1. Introduction
As of 2020, China’s car ownership exceeds 280 million, and the huge car ownership has created great development space for the used car market. At the same time, with the implementation of China VI (the national sixth phase of motor vehicle pollutant emission standards is to implement the relevant laws and control the environmental pollution of compression-ignited and gas-fuel ignited engine vehicle exhaust) and the current widespread popularity of electric vehicles, the value of the retention rate of newly purchased cars is low, and many of the cars currently flowing in the market will be processed, which will lead to the accelerated development of the used car market.
In the context of the era of big data, people’s lives are slowly being digitized and Internetized. The Internet turns most commodity transactions into e-commerce; that is, many transactions can be carried out on the Internet, such as Taobao, JD, Pinduoduo and many other e-commerce platforms, making people’s lives more convenient. Similarly, the Internet has also turned used car trading into e-commerce, such as 58.com and other used car trading platforms.
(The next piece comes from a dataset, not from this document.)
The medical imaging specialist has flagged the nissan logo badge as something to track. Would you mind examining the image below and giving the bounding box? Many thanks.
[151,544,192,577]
The e-commerce of used car transactions has further pushed the used car market to a climax, and various problems have gradually emerged, such as the lack of a unified standard for judging the value of used car assets. Used cars are affected not only by the basic configuration of the body—brand, car system and power—but also by the condition, mileage and age of the car, resulting in differences between the prices of used cars—one car, one condition and one price. Therefore, how to effectively assess the price of used cars requires a scientific valuation conversion method.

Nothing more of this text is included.